Research Shows Growth in Health Care Prices

The prices for a range of health care services are growing more rapidly than economic inflation in the U.S., according to new research published by the Kaiser Family Foundation (KFF).  The research focuses on trends in health care prices, use of services and health care spending in the U.S. versus other similar countries.

Consumers with private insurance experience particularly high increases in costs for services. The KFF also finds that there is “significant geographic variation in prices.”  “For example, the average price of a full knee replacement for those in large employer plans increased from $19,595 in 2003 to $34,063 in 2016, growth of 74 percent compared to a 28 percent increase in general inflation,” it reports.

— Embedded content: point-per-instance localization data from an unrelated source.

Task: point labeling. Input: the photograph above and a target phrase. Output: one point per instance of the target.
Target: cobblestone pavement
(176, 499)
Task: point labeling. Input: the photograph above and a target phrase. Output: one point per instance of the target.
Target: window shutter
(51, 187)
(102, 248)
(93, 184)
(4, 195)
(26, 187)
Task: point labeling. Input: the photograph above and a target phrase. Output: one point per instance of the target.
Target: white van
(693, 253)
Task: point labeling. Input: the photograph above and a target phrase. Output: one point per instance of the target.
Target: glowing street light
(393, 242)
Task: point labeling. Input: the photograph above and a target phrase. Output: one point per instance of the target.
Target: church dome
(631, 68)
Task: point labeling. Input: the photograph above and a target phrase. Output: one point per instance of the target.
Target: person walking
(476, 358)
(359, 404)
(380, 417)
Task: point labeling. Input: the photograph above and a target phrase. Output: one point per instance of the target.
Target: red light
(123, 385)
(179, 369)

In New York City, the average cost of the same knee replacement is more than double the cost in the Louisville, Ky., area.  Overall, private insurance prices for inpatient hospital services are significantly more than what is paid by Medicare and Medicaid, and the gap is increasing over time, according to the KFF.

Compared to other countries, the KFF finds that the prices in the U.S. are higher for health care and prescription medications, but use of services, such as physician visits, is lower.  And, the average health care spending per person in other comparable countries is half as much. In the U.S. the average health expenditures per person in 2016 was $10,348, compared to $7,919 in Switzerland and $5,551 in Germany.